As an example. Lets say you have a small supermarket. How do you compete with Waltmart? You cannot buy the volume necessary to get the same prices as Waltmart gets from its providers. You just don't have the negotiation power with your suppliers.

Now imagine that a 100 supermarkets form a cooperative for the sake of buying goods. As the volume is much bigger, their negotiation power increases. Thus they can get goods at a lower price, making them able to compete with Waltmart.

The same goes for small software development companies. Their products are too small in volume to get a good deal. Thus the profit gets gobbled up by a middle man. (Electronic Arts, Microsoft, etc..)

But if enough small companies team together in form of a cooperative that takes care of the business part of the development. They can go directly to the retailers and thus get a better deal. Retailers, as any company, wants profit. One piece of software will not bring a business relation. But a whole line of software is software they can sell and continue selling all year long.

Notice I say cooperative and not corporation. On a cooperative, everyone has a vote on what's going on. On a corporation, the one that has most money is the one that decides. Thus, the others are irrelevant.

wraith808:
Truthfully, it's better not to compete.  Run your business on its own merits rather than trying to compete with the larger chain.  As long as you don't have to go *above* retail, and keep your expectations of your business potential in check and base your long term business plan on that, you have a chance to succeed even in a market with overlarge competitors.  I've seen it work before, and I've seen companies get screwed by trying to compete outside of their weight.

40hz:
Going back for a moment to my earlier dismal observation about coders abusing coders, here's a recent TechCruch guest article by Redfin CEO Glen Kelman that addresses a closely related issue:

When we split the atom, Einstein remarked that everything changed but our way of thinking. You could make the same argument about acquisitions and option pools.

As Mark Suster recently noted, employees will never see a big payday at most startups unless the company shoots for the moon. This is probably why investors’ case for a company to sell early focuses exclusively on the founder: in most early-stage acquisitions, the liquidation preferences and deal-sweeteners only work for investors and founders.

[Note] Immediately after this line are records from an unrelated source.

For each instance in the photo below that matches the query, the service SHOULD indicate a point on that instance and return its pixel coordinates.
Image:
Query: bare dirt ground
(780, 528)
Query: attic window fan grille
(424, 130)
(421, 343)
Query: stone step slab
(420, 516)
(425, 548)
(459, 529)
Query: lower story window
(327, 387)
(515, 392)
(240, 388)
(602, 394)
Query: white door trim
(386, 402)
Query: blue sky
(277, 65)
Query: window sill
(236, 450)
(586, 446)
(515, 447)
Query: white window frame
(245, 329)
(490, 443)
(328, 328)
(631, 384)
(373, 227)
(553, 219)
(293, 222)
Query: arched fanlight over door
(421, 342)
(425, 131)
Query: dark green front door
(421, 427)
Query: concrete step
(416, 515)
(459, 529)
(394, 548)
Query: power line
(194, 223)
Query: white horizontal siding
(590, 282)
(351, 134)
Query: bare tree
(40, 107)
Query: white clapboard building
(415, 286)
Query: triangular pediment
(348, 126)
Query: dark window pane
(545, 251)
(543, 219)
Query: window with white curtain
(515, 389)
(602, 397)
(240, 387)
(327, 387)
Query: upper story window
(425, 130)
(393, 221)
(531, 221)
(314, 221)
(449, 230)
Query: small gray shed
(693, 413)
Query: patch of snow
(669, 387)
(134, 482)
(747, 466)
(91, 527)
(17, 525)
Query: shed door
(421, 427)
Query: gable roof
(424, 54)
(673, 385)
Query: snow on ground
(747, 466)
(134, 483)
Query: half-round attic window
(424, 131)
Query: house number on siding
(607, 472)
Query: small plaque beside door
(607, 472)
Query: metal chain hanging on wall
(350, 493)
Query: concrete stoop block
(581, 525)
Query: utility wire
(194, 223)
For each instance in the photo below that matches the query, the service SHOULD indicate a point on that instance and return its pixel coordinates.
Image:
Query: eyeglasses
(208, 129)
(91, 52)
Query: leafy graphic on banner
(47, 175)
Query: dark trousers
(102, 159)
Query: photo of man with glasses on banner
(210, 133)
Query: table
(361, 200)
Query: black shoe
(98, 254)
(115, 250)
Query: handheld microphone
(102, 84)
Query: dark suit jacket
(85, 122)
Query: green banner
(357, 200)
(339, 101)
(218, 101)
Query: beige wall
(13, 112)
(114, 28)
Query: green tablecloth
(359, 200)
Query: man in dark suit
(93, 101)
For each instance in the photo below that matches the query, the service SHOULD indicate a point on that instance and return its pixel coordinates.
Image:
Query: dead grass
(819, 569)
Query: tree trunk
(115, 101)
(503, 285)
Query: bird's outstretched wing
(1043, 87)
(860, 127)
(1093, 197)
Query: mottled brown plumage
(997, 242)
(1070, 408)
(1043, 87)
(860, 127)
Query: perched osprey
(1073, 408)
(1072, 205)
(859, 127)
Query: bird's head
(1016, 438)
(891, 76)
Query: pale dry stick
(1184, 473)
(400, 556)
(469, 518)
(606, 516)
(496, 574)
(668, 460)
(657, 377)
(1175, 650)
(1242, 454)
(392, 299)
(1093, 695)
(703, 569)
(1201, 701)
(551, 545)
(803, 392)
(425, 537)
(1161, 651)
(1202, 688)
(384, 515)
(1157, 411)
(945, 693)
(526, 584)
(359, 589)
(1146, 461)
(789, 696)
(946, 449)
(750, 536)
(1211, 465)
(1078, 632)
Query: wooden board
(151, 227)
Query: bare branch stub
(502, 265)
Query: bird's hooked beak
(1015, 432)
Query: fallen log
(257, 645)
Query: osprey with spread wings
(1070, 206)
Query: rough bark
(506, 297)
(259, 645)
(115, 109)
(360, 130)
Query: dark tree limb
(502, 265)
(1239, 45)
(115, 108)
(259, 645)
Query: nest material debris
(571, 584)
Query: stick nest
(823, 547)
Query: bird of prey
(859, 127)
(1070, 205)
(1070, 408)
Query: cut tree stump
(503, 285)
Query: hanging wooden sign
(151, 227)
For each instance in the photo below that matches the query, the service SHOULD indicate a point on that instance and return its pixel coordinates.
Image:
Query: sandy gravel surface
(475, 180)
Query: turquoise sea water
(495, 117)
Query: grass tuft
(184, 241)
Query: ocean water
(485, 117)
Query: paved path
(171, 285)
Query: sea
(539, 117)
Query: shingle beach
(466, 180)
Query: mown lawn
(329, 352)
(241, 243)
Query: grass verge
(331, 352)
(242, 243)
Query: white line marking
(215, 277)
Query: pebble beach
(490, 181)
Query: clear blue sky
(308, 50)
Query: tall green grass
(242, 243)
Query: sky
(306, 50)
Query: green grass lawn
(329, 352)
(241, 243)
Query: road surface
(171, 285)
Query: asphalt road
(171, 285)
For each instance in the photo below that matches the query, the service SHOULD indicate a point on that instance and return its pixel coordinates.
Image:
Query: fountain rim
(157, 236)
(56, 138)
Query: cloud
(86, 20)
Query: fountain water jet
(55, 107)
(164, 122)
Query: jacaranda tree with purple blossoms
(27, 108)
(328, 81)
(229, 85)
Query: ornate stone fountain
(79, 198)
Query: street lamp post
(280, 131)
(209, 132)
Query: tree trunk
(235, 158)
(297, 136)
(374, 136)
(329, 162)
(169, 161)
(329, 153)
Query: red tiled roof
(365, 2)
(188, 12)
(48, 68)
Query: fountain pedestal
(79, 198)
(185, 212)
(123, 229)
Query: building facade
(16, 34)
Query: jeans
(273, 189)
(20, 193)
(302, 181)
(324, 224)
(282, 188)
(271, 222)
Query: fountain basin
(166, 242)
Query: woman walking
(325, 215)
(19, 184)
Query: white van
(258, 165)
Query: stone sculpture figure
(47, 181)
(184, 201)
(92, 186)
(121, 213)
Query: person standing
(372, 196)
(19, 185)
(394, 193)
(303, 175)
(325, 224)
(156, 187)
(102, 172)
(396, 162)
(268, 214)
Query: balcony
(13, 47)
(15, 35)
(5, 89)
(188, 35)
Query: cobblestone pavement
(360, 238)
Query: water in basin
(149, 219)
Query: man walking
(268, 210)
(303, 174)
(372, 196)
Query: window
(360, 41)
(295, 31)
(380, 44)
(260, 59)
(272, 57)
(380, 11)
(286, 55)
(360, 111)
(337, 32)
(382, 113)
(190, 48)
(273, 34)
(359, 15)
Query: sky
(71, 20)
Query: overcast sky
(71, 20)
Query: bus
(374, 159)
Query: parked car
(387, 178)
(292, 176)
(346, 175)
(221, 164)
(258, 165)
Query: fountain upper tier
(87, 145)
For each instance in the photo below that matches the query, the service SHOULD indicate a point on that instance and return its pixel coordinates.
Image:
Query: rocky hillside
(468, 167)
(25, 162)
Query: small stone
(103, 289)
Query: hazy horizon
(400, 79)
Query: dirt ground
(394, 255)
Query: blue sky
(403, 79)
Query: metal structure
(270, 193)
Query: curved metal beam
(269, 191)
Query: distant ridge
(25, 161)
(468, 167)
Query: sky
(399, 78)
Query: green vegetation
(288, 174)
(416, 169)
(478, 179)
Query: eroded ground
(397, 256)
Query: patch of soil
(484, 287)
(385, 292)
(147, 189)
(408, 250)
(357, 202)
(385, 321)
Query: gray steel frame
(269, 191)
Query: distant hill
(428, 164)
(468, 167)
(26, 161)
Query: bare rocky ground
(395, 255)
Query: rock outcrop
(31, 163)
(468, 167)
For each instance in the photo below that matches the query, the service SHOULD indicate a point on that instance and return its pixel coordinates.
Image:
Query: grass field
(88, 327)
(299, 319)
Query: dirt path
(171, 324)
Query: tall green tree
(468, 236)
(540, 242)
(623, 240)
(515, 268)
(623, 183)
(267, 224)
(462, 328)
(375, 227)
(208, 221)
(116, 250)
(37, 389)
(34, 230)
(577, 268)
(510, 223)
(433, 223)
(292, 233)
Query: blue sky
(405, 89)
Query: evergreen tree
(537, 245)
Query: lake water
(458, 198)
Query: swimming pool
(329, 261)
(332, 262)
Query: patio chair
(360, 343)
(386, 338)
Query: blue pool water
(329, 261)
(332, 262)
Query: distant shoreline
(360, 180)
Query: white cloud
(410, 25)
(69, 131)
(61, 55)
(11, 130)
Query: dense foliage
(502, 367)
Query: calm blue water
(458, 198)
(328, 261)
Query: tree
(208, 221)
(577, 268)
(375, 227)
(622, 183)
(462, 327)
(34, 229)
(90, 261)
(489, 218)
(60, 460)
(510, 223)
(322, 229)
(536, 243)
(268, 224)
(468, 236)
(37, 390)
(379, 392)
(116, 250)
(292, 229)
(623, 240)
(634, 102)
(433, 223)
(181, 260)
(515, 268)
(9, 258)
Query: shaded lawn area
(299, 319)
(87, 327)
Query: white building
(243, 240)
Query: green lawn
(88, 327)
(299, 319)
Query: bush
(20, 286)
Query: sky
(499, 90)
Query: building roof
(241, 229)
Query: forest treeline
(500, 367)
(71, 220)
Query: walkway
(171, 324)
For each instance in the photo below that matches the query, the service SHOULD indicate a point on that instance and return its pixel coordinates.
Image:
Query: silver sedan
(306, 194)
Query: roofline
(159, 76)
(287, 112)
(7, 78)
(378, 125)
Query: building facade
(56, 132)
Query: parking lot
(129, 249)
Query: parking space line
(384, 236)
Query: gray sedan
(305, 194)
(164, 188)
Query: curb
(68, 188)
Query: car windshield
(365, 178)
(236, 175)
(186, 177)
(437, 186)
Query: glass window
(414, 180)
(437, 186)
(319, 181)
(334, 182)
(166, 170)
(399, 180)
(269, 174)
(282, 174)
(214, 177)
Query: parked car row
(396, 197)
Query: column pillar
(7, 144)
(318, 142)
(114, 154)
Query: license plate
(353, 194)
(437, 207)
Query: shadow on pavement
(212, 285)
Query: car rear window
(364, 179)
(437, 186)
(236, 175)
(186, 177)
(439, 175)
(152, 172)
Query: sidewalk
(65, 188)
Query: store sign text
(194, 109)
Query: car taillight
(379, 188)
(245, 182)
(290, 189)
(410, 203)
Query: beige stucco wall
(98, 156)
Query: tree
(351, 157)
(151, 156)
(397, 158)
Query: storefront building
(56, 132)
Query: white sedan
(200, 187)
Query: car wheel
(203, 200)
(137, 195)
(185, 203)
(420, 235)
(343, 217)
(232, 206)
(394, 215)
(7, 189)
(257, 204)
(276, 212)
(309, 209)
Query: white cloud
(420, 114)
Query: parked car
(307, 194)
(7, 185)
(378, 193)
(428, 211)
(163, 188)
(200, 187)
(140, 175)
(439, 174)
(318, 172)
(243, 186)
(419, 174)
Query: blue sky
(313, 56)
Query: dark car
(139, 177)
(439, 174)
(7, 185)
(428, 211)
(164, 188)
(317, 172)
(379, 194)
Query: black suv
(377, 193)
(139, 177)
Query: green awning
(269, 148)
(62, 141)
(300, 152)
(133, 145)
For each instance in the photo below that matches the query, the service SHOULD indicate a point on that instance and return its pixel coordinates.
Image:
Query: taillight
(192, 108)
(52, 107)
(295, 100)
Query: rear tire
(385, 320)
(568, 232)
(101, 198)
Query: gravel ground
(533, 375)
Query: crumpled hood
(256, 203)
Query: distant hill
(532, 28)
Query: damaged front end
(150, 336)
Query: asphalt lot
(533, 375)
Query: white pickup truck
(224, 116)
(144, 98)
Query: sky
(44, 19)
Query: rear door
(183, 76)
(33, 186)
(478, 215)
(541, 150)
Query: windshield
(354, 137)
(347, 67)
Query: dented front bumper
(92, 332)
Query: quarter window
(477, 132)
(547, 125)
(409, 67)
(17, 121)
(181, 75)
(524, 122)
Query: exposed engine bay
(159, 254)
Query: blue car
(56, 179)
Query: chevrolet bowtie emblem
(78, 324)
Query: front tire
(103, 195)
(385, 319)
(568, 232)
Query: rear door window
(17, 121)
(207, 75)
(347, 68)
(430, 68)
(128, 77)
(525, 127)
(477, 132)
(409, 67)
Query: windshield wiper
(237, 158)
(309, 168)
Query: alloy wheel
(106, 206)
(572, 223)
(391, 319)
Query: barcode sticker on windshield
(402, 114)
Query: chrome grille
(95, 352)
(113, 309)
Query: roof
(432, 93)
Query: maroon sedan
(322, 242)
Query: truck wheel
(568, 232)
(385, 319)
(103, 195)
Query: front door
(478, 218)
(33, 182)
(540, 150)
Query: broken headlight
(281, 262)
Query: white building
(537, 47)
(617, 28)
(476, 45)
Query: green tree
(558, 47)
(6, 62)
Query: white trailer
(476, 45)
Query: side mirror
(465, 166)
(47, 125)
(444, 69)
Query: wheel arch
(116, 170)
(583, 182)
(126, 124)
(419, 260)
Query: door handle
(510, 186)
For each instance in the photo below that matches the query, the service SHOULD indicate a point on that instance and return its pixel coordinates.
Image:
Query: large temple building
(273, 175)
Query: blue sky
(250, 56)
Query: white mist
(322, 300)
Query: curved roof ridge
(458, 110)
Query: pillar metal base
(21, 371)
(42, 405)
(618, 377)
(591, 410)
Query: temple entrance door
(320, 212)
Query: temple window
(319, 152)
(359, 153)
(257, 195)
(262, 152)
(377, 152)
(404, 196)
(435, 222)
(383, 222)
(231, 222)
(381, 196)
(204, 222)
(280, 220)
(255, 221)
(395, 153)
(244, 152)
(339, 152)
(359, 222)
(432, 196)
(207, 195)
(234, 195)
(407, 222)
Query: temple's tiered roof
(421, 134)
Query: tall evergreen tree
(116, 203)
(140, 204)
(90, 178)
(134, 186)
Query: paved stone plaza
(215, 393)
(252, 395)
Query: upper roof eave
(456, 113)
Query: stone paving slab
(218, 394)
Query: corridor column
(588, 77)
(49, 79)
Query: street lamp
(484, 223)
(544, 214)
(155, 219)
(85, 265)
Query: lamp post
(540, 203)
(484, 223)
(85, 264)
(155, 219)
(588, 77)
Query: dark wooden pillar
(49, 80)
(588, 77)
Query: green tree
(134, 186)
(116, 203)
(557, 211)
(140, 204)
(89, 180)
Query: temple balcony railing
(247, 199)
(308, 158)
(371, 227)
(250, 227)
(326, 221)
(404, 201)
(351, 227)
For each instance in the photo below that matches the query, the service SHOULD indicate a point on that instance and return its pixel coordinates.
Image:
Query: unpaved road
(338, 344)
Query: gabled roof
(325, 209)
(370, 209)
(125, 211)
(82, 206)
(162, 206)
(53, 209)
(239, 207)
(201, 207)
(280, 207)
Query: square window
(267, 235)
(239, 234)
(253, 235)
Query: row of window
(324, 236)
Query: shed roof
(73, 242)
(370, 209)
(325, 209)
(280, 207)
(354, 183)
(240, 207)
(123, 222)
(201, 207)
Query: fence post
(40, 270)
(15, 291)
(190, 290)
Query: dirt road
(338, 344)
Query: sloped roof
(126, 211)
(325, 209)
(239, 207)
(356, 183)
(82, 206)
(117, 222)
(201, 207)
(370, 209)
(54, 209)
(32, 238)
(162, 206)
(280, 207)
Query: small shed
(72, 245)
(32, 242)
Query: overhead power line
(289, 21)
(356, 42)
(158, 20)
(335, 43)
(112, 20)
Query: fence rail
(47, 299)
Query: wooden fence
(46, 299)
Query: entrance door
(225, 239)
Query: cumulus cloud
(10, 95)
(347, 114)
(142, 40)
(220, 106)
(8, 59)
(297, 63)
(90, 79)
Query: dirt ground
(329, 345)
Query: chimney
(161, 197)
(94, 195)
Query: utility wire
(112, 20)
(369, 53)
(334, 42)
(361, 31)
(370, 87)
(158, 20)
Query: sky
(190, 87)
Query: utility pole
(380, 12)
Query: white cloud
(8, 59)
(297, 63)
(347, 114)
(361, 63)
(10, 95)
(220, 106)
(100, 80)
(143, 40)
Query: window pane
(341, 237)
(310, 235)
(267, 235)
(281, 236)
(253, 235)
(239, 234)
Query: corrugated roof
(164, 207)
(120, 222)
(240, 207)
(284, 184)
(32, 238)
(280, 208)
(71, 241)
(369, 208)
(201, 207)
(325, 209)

Back when some companies sold at $50 million and others went public at $250 million, we could all agree that this was just how the cookie crumbled. But now that we live in a world where early-stage acquisitions are the only outcome to which most startups aspire, we have to re-allocate this smaller cookie.

The elephant in the room is that that founders and CEOs take almost all of it for themselves. I’ve looked at three or four deals recently as an adviser; in every case, the founder or CEO was taking more than half the company for himself, and leaving 10% for everyone else. Why aren’t we surprised when three months later that company can’t hire enough engineers?
--- End quote ---

http://techcrunch.com/2010/02/25/memo-to-ceos-founders-stop-being-such-cheap-bastards/


Note: I might disagree slightly with the last sentence in the quote above. I don't know what the technical pool is like where Glenn works; but around where I live, the job market is tight enough that I now know several talented individuals who have accepted fairly 'raw' employment deals just to keep a paycheck coming in.  And it doesn't look like this situation will be changing any time soon.